A velocidade a que se dá o desenvolvimento cultural é prejudicada pelos
retardatários. Eu vivo talvez no ano de 1912, mas o meu vizinho vive no de 1900, e
aquele ali em 1880. É muito grave para o Estado quando a cultura dos seus cidadãos se
estende por um período muito alargado. O lavrador de uma certa aldeia austríaca vive no
século XII. Por ocasião do último desfile do jubileu tivemos de verificar, assustados, que na
Áustria ainda existem tribos do século IV! Feliz é o Estado que não possui tais retardatários
e ladrões! Feliz América! Entre nós, até nas cidades há pessoas antiquadas, retardatários do
século XVIII que ficam escandalizados com uma imagem com sombras violetas, só porque
ainda não conseguem ver o violeta. Pessoas a quem sabe melhor o faisão que foi preparado
durante dias a fio pelo cozinheiro, e a quem agrada mais a cigarreira com ornamentos
renascentistas do que a lisa. E como é na província? As roupas, o mobiliário e os utensílios
pertencem, efectivamente, a séculos anteriores. O lavrador não é cristão — ainda é idólatra.

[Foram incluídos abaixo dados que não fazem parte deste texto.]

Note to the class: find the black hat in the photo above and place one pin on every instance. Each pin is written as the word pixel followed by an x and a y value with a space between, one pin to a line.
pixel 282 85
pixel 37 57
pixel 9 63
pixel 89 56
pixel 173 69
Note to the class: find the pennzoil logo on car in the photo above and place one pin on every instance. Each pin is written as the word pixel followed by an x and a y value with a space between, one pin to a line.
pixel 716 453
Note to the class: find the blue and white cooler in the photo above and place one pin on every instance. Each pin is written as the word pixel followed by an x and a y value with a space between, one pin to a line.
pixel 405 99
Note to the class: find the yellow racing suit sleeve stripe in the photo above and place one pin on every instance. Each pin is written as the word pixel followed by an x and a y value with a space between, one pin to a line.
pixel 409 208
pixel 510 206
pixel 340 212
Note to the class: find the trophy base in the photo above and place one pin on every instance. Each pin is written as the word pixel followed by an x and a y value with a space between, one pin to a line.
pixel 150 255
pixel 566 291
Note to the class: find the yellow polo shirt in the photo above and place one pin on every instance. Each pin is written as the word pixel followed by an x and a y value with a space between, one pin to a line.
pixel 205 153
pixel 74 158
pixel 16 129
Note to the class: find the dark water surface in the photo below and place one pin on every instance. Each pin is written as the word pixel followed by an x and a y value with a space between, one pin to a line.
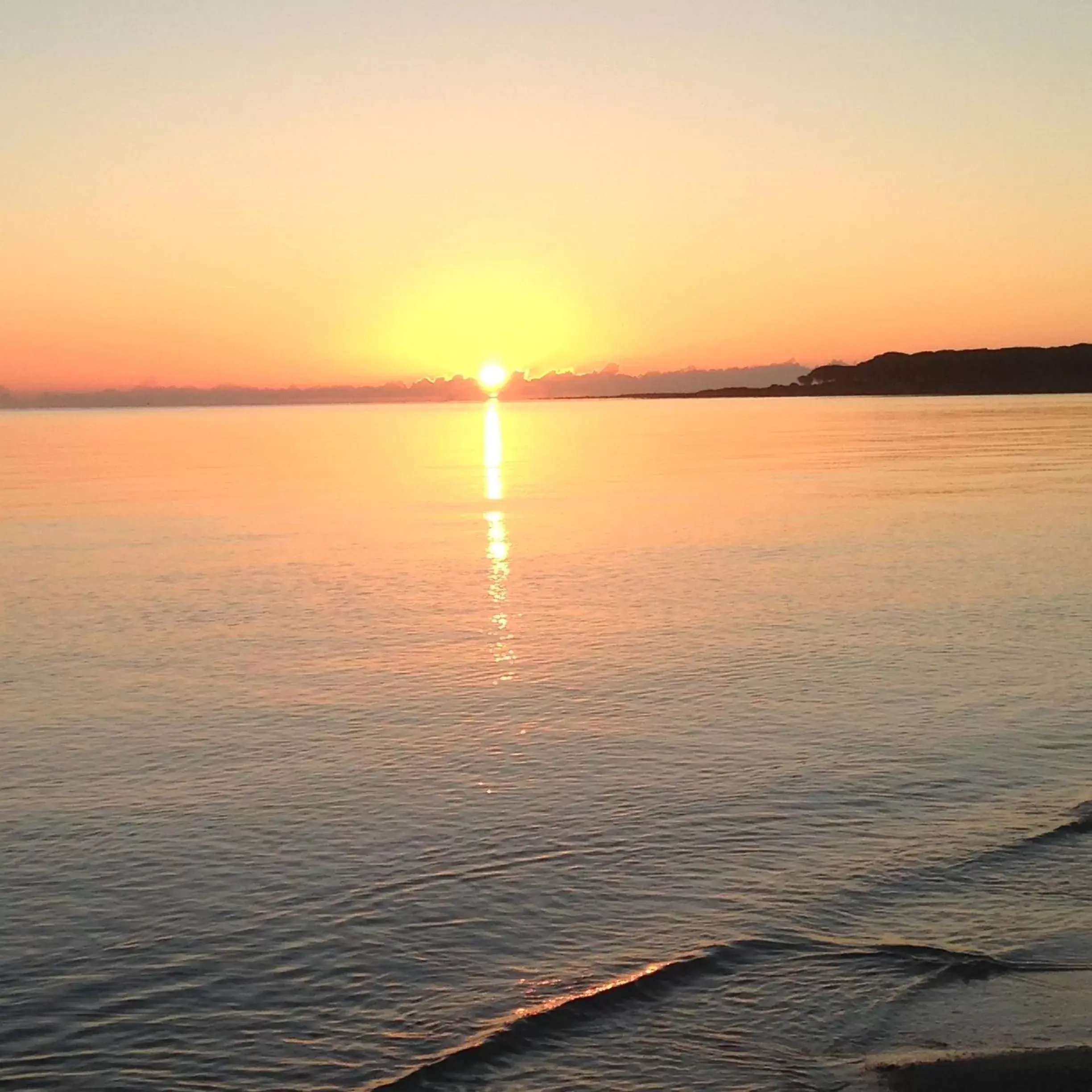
pixel 675 745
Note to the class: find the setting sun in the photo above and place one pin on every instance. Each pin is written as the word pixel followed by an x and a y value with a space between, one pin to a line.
pixel 493 376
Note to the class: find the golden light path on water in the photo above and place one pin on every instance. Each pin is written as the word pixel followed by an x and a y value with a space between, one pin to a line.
pixel 497 544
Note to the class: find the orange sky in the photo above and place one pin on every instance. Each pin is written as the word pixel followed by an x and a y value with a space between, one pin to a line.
pixel 272 191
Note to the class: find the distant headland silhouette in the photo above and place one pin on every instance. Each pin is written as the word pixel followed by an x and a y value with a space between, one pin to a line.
pixel 1022 371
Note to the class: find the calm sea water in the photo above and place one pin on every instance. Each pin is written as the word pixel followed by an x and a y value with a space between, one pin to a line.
pixel 629 746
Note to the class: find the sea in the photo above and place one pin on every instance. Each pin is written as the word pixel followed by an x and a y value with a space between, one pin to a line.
pixel 593 745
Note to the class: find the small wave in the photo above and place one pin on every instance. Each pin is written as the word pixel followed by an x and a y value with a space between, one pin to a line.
pixel 525 1026
pixel 945 964
pixel 1081 824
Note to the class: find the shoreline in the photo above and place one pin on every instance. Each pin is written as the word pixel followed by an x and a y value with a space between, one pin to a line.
pixel 1034 1069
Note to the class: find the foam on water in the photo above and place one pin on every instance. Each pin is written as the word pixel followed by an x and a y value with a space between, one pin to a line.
pixel 697 746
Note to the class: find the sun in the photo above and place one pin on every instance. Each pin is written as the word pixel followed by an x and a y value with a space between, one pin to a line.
pixel 493 376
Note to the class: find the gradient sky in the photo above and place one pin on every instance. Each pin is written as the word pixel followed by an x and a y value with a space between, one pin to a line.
pixel 276 191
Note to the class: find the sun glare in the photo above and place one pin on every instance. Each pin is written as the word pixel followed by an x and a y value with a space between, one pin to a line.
pixel 493 376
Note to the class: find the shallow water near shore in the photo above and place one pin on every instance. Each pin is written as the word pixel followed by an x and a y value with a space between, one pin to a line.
pixel 599 745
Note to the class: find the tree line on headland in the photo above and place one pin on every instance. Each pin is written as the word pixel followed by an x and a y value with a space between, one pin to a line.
pixel 1065 369
pixel 1059 371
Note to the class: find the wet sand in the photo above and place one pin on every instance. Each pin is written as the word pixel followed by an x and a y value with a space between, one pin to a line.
pixel 1064 1069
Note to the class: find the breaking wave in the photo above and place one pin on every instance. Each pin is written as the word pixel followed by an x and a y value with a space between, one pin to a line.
pixel 525 1027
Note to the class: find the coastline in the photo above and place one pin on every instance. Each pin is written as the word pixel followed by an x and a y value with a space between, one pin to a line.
pixel 1042 1069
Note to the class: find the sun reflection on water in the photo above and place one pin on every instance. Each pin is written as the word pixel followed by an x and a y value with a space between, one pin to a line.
pixel 498 545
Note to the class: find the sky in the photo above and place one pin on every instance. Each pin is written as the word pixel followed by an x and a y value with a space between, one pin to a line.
pixel 310 191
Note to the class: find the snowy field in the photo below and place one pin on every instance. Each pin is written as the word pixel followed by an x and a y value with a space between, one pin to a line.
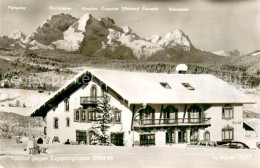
pixel 59 155
pixel 14 100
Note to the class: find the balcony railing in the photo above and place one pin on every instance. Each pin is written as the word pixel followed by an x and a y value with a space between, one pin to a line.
pixel 171 122
pixel 90 100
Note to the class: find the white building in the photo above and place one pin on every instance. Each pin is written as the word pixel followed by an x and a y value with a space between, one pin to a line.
pixel 149 108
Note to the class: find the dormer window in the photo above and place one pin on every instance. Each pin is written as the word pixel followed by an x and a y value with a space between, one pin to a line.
pixel 227 112
pixel 188 86
pixel 165 85
pixel 67 106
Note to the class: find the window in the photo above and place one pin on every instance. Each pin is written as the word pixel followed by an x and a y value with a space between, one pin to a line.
pixel 67 122
pixel 170 115
pixel 147 115
pixel 45 130
pixel 188 86
pixel 147 139
pixel 83 115
pixel 227 112
pixel 207 136
pixel 117 139
pixel 117 116
pixel 170 138
pixel 56 123
pixel 81 136
pixel 93 115
pixel 76 115
pixel 228 133
pixel 165 85
pixel 67 106
pixel 93 92
pixel 194 114
pixel 194 133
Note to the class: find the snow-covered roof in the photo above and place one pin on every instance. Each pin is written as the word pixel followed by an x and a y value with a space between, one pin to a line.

Estes retardatários atrasam o desenvolvimento cultural dos povos e da
humanidade. Sob o ponto de vista económico, pode-se observar o seguinte fenómeno entre
duas pessoas que vivem uma ao lado da outra e que têm as mesmas
necessidades, os mesmos objectivos em relação à vida e os mesmos
rendimentos e que pertencem a duas culturas diferentes: o homem do
século XX está cada vez mais rico; o ser humano do século XVIII
cada vez mais pobre. Suponho que ambos vivem as suas tendências, O
homem do século XX é capaz de satisfazer as suas necessidades com
gastos muito menores, o que lhe permite realizar poupanças. Os
legumes que ele gosta de comer são apenas cozinhados em água e
salpicados com um pouco de manteiga. Ao outro só lhe agradam na
mesma medida se tiverem sido cobertos de mel e nozes e se alguém
esteve a prepará-los durante horas. Os pratos ornamentados sabem
melhor a um, enquanto que o outro só gosta de comer com loiça
branca. Um faz poupanças, o outro contrai dívidas, E o mesmo se passa
em todas as nações. Coitado de povo que se deixe atrasar no
desenvolvimento cultural. Os ingleses estão a enriquecer e nós estamos
a empobrecer...
O prejuízo que o povo trabalhador sofre por causa do ornamento é ainda muito
maior. Uma vez que o ornamento já não é um produto natural da nossa cultura, ou seja,
uma vez que representa ou um atraso ou uma manifestação de degene ração, o trabalho do
ornamentador já não é devidamente pago. O estado de coisas entre os escultores de
madeira e os torneiros, os preços criminosamente baixos pagos às bordadeiras e às rendeiras
são situações bem conhecidas. O ornamentador tem de trabalhar 20 horas para ganhar o
salário que um trabalhador moderno aufere em 8. Em regra, o ornamento encarece o objecto
e, mesmo assim, acontece muitas vezes que um objecto ornamentado, acarretando o mesmo
custo em material e comprovadamente o triplo das horas de trabalho, é posto à venda por
metade do preço de um objecto “liso”. A ausência de ornamento tem como consequência uma
diminuição das horas de trabalho e um aumento do preço. O escultor chinês trabalha 16
horas, o trabalhador americano só 8. Se eu tenho de pagar o mesmo por um vaso liso que
por outro cheio de ornamentos, a diferença nas horas de trabalho pertence ao
trabalhador. E mesmo que não houvesse qualquer ornamento (urna situação que talvez
se venha a verificar daqui a muitos séculos), o homem só precisaria de trabalhar 4
horas em vez de 8, pois metade do trabalho ainda hoje se fica a dever à ornamentação.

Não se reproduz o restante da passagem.